A normalização para os semáforos eletrônicos

O semáforo é um aparelho eletrônico com luzes destinado a dar informações aos motoristas. Como regra geral, o semáforo se encontra situado no cruzamento de algumas ruas e tem como objetivo indicar o momento de circulação, quando não se pode passar e a hora de transição em uma ou outra circunstância. No caso de sua normalização para os eletrônicos, busca-se estabelecer os requisitos técnicos e funcionais para efeito de fornecimento de controladores semafóricos eletrônicos.

semáforo2Da Redação –

Como sinal visual de informação, o semáforo é aplicado da mesma forma em outros contextos de circulação, por exemplo, para indicar que dentro de um estacionamento é permitida ou não a entrada de veículos, assim como participa do controle das ferrovias. Quando o automóvel se popularizou em todo mundo se tornou necessária a introdução de um sistema de controle de circulação com um semáforo igual os existentes na atualidade. Para o trânsito de automóveis, Detroit nos USA foi a primeira cidade a implantar o sistema de três luzes na década de 1920.
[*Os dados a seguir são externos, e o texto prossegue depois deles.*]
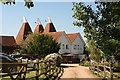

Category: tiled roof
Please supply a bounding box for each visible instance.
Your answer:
[0,36,17,46]
[43,31,64,40]
[16,22,32,44]
[34,24,44,33]
[44,23,56,33]
[67,33,79,42]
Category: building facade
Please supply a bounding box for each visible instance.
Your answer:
[16,18,85,54]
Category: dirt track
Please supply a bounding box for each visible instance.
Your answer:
[61,64,100,80]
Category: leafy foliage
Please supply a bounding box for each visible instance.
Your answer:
[0,0,34,8]
[72,1,120,60]
[20,33,60,56]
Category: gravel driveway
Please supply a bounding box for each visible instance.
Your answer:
[61,64,100,80]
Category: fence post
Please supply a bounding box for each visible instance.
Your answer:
[17,59,22,79]
[110,60,113,80]
[103,59,106,79]
[23,59,28,80]
[36,59,39,80]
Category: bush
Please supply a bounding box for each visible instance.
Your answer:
[45,53,62,66]
[80,61,90,66]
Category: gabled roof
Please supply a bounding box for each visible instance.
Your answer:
[67,33,79,42]
[0,36,17,46]
[44,17,56,33]
[34,24,44,33]
[16,19,32,44]
[67,33,85,44]
[43,31,64,40]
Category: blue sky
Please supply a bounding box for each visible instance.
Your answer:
[0,2,95,38]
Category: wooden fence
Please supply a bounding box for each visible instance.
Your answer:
[0,59,63,80]
[89,63,119,80]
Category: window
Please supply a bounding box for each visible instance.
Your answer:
[66,44,69,49]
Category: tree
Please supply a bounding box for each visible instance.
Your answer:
[0,0,34,8]
[20,33,60,56]
[72,2,120,62]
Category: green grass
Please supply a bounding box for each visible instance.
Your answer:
[79,61,90,67]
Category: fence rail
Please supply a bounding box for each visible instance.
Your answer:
[89,63,119,80]
[0,59,63,80]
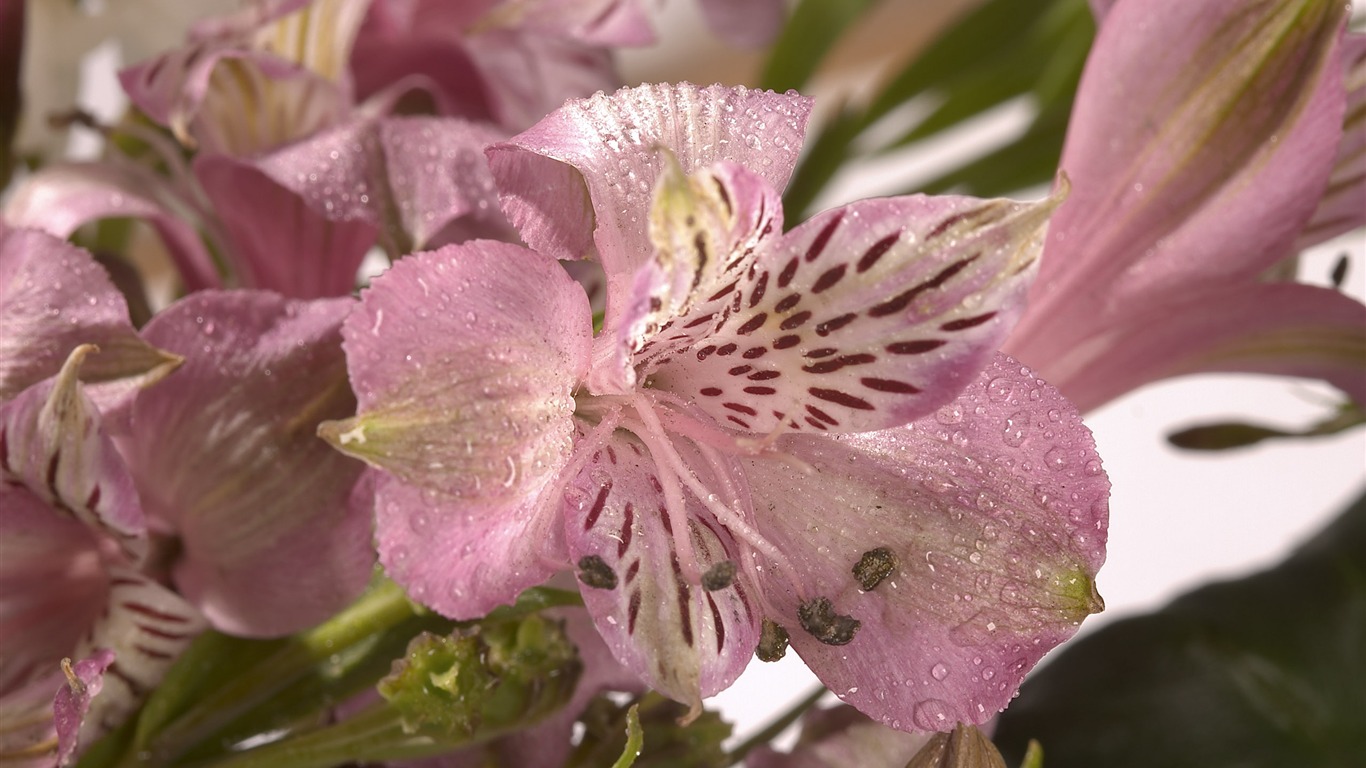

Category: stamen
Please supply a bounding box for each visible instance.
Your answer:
[796,597,863,645]
[754,619,788,661]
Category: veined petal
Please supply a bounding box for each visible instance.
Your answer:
[0,482,109,694]
[194,153,376,298]
[1027,0,1346,341]
[4,163,223,291]
[488,83,811,274]
[72,566,206,745]
[120,291,374,635]
[255,118,516,254]
[1295,33,1366,251]
[645,190,1065,432]
[374,474,566,619]
[0,344,146,562]
[1032,283,1366,410]
[743,355,1109,730]
[589,157,783,394]
[0,224,180,407]
[564,423,759,711]
[320,241,591,514]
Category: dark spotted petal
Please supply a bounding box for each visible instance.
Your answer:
[649,193,1063,433]
[564,423,758,709]
[744,355,1109,731]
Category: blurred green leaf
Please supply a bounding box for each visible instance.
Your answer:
[1167,400,1366,451]
[996,486,1366,768]
[0,0,25,190]
[759,0,877,93]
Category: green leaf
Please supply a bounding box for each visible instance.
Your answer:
[996,486,1366,768]
[759,0,877,93]
[1167,400,1366,451]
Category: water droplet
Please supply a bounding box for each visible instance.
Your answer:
[912,698,958,731]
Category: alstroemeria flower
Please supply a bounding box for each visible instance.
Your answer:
[1005,0,1366,410]
[119,291,374,637]
[0,221,180,413]
[321,85,1108,730]
[0,344,204,765]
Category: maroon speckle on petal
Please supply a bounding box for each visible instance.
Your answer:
[806,210,844,262]
[858,377,921,395]
[807,387,877,411]
[884,339,948,355]
[940,312,996,331]
[856,232,902,273]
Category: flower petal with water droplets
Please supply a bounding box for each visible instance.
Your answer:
[743,355,1109,730]
[564,423,759,709]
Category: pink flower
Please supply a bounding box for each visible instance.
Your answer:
[320,85,1108,730]
[1005,0,1366,410]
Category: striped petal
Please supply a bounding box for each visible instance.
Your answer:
[564,423,759,712]
[645,185,1065,432]
[743,355,1109,731]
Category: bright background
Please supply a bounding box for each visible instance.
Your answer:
[620,0,1366,738]
[45,0,1366,737]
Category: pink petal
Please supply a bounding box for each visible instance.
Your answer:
[4,163,221,291]
[72,566,206,745]
[194,154,376,298]
[0,224,179,407]
[564,423,759,711]
[699,0,787,48]
[52,648,113,765]
[320,241,591,618]
[1032,283,1366,410]
[1295,33,1366,250]
[0,344,146,560]
[744,355,1109,730]
[488,83,811,277]
[322,241,591,506]
[255,118,516,254]
[374,476,567,619]
[466,30,620,130]
[642,188,1060,433]
[1011,0,1346,366]
[0,482,109,696]
[122,291,374,635]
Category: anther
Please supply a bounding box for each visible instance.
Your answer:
[854,547,902,592]
[579,555,616,589]
[702,560,735,592]
[796,597,862,645]
[754,619,788,661]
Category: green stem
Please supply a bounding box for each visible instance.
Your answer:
[134,581,415,765]
[189,702,456,768]
[727,686,826,765]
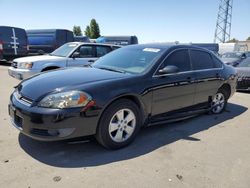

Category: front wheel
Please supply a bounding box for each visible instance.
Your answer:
[211,89,228,114]
[96,99,142,149]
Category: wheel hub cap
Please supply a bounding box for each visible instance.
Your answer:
[109,109,136,142]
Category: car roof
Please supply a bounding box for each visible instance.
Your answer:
[67,42,122,47]
[123,43,211,53]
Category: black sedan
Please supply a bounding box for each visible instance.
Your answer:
[221,52,247,67]
[9,44,237,149]
[236,57,250,91]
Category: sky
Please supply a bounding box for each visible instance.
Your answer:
[0,0,250,43]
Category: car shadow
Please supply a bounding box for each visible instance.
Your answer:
[19,103,247,168]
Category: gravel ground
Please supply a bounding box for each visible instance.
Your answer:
[0,63,250,188]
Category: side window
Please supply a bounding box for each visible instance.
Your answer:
[161,50,191,72]
[96,46,111,57]
[190,50,214,70]
[79,46,94,58]
[213,57,222,68]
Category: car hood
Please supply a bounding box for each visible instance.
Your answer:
[14,55,66,63]
[235,67,250,77]
[18,67,129,100]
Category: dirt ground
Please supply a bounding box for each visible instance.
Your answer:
[0,64,250,188]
O conceito semáforo não tem mudado substancialmente em quase 100 anos de existência. Entretanto, este dispositivo não era útil para favorecer a circulação de pedestres cegos. A partir de 1980 começou a funcionar os semáforos adaptados aos cegos. Sua aparência era exatamente a mesma de que qualquer outro. Foi introduzido também um dispositivo que era acionado pela pessoa cega, de modo que o semáforo emite um sinal acústico (um som) para indicar que o momento de atravessar a rua.
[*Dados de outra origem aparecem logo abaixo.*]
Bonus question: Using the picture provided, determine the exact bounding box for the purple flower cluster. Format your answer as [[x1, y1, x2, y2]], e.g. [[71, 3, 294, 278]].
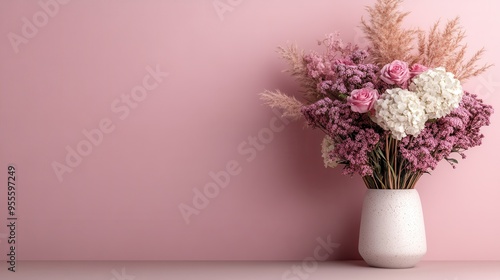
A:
[[304, 35, 380, 96], [302, 97, 383, 176], [399, 92, 493, 172]]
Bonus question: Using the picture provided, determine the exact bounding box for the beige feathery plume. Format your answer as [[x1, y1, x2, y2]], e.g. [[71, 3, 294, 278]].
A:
[[416, 17, 492, 82], [260, 90, 304, 120], [361, 0, 418, 66], [278, 44, 322, 103]]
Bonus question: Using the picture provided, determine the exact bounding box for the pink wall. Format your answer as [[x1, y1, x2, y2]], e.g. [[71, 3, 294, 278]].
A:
[[0, 0, 500, 260]]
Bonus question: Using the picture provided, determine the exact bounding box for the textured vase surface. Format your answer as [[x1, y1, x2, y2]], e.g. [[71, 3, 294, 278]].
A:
[[359, 189, 427, 268]]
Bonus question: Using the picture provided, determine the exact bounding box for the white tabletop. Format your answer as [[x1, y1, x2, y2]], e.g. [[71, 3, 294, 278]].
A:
[[0, 261, 500, 280]]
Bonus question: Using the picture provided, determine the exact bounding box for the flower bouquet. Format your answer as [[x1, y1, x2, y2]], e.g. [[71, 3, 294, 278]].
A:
[[260, 0, 493, 189]]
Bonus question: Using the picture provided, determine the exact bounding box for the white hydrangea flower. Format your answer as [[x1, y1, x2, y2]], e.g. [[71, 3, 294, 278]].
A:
[[374, 88, 428, 140], [321, 135, 338, 168], [408, 67, 463, 119]]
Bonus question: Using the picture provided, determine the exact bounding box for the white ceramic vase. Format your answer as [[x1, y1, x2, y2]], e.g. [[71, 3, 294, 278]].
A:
[[359, 189, 427, 268]]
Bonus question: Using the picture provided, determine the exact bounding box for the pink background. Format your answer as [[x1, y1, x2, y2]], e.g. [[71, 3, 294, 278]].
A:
[[0, 0, 500, 260]]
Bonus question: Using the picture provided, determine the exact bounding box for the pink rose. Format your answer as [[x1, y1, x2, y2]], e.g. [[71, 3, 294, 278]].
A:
[[410, 63, 429, 78], [380, 60, 410, 87], [347, 88, 379, 113]]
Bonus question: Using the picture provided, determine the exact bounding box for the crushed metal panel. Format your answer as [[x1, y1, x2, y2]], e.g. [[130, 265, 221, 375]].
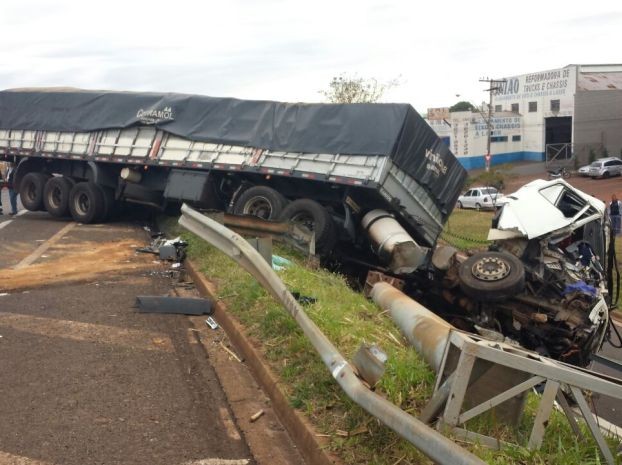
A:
[[136, 295, 214, 315], [496, 179, 605, 239]]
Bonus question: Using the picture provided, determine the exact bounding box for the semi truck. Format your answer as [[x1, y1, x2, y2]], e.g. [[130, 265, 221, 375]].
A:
[[0, 89, 613, 365], [0, 89, 466, 273]]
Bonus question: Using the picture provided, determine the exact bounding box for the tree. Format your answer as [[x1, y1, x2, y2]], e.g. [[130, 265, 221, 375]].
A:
[[320, 74, 398, 103], [449, 100, 476, 112]]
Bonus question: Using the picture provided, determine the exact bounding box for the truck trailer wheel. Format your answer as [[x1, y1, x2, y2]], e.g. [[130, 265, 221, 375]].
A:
[[19, 173, 50, 212], [43, 176, 74, 218], [69, 182, 105, 224], [233, 186, 287, 220], [280, 199, 337, 253], [459, 252, 525, 302]]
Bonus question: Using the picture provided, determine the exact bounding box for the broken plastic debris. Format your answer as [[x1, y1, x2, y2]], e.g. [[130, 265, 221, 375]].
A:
[[205, 316, 218, 329], [272, 255, 292, 271]]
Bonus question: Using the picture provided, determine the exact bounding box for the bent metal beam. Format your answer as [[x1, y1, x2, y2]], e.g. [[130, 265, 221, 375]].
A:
[[179, 205, 485, 465]]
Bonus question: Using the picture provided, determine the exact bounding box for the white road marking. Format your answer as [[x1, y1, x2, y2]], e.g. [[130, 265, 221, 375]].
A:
[[183, 459, 249, 465], [13, 221, 77, 270], [0, 312, 174, 352], [0, 210, 28, 229], [0, 450, 49, 465]]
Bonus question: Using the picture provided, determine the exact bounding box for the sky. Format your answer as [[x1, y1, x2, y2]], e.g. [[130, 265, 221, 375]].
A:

O semáforo para pessoas cegas é um exemplo do avanço da tecnologia, ou seja, é um instrumento tecnológico que pode ser utilizado por toda a população sem nenhuma exceção. Estes semáforos existem apenas em algumas cidades e são colocados em lugares estratégicos. A importância deste avanço é o fato de que assim ninguém é excluído e que as pessoas com incapacidade visual podem circular como pedestres com devida segurança e normalidade.

Os sinais de trânsito são classificados no artigo 87 do Código de Trânsito Brasileiro, da seguinte forma: I – verticais; II – horizontais; III – dispositivos de sinalização auxiliar; IV – luminosos; V – sonoros; e VI – gestos do agente de trânsito e do condutor, sendo que os sinais luminosos são justamente os constantes da sinalização semafórica. A sinalização semafórica é um subsistema da sinalização viária que se compõe de indicações luminosas acionadas alternada ou intermitentemente por meio de sistema eletromecânico ou eletrônico. Tem a finalidade de transmitir diferentes mensagens aos usuários da via pública, regulamentando o direito de passagem ou advertindo sobre situações especiais nas vias, sendo de dois tipos: regulamentação (para controle de fluxos de pedestres e de veículos) e de advertência.

O subsistema de sinalização semafórica é composto, basicamente, de um conjunto de indicações luminosas (semáforo ou grupo focal), fixado ao lado da via ou suspenso sobre ela, e dispositivo eletromecânico ou eletrônico (controlador) responsável pelo acionamento dessas indicações luminosas. Em situações específicas, tais como uso de dispositivos de detecção do tráfego, equipamentos de fiscalização não metrológicos e centrais de controle em área podem ser associados à sinalização semafórica de regulamentação.

A operação da sinalização semafórica deve ser contínua e criteriosamente avaliada quanto à sua real necessidade e adequação de sua programação. Há a obrigatoriedade de se realizar estudo para definir a necessidade da implantação da sinalização semafórica e, posteriormente, avaliar a sua eficácia, sendo que, antes de decidir pela sua implantação, deve ser avaliada sua efetiva necessidade, considerando a viabilidade da adoção de outras medidas alternativas, como definição da preferência de passagem, remoção de interferências que prejudiquem a visibilidade, melhoria na iluminação, entre várias outras.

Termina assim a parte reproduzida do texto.